The classifications now read Pieterse 7h 32' 18" in the red jersey, Wiebes second at twenty-four seconds (the four bonification seconds adjusting the on-the-road gap), Balsamo third at twenty-eight, Vollering fourth at thirty-two, Van der Breggen fifth at thirty-six, Ferrand-Prévot sixth at thirty-six, Niewiadoma forty-fourth at 2:50. Pieterse also takes the green sprinter's jersey on the day's intermediate sprint and the white best-young-rider classification, the rare three-jersey haul on a Stage 2 in Spain that was last seen in the 2014 Vuelta a España on Michael Matthews's Mount Erice solo. Visma-Lease a Bike have the cleanest opening-week ledger entry the women's team has produced since the squad's 2024 rebrand.

For Pieterse the win is a continuation of the form she carried through the Spring Classics, where she had finished third on Strade Bianche, second at the Tour of Flanders behind Kopecky and won the Brabantse Pijl on a closing solo. With Stage 3's flat 121.2km Padrón-A Coruña sprint loop priced as a Wiebes-or-Balsamo bunch finish, the question now is whether Visma defend the jersey through the closing-200-metre uphill drag at A Coruña and into the Wednesday rest day, or whether they hand it back to Wiebes voluntarily and take the longer-game card on the Stage 5 Praeres summit finish on Friday and the Stage 7 Alto de l'Angliru close-out on the following Saturday.

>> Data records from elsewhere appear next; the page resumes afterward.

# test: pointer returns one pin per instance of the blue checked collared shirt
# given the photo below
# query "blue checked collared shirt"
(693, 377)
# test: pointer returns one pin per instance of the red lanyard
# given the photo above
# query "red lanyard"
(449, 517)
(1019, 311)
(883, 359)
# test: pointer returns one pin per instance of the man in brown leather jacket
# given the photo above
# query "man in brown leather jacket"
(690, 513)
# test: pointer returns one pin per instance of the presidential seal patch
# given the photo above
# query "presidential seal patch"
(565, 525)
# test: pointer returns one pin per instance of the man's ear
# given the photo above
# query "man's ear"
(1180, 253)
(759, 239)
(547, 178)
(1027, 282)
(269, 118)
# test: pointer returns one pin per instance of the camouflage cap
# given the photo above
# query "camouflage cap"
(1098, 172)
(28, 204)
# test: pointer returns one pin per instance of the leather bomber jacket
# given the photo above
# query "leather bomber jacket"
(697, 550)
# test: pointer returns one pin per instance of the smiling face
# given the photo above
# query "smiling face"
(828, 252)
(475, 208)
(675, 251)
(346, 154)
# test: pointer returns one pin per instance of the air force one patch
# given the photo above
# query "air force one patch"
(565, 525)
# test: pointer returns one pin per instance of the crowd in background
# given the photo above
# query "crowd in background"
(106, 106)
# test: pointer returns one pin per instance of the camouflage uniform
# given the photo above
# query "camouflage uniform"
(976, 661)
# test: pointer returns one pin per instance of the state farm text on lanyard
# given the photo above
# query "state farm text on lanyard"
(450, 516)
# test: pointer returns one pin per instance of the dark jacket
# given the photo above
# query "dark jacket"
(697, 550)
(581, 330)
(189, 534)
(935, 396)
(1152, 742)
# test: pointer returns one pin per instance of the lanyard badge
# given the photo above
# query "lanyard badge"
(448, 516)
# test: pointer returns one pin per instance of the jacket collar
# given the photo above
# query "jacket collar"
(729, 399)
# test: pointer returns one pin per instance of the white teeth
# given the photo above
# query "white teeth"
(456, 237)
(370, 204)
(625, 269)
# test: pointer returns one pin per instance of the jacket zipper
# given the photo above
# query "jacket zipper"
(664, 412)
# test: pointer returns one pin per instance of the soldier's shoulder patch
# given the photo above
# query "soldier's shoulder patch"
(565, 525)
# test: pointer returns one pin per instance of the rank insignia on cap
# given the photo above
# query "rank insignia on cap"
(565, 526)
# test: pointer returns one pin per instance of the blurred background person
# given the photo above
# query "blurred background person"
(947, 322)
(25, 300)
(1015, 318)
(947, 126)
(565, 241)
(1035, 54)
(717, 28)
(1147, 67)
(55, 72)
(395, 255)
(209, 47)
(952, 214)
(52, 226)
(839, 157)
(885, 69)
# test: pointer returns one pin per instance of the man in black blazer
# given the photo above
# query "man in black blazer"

Pieterse to Eurosport's post-stage interview on the line: "I felt the legs on the Alto de A Groba and I committed. The descent is what made it — I have ridden that road in training in February with the team and I knew the third corner was the moment to keep the speed on. Twenty-eight seconds at the line is more than I expected. The red jersey is not the goal of the team for this Vuelta, but if it is here on Monday night I am not giving it back without a fight on Tuesday." Visma directeur sportif Bunel confirmed in the post-stage radio that the team would defend the jersey through Tuesday's stage and reassess for Wednesday's rest day, the closing-week mountain block at the Praeres on Friday and the Angliru on Saturday the brief that has not changed.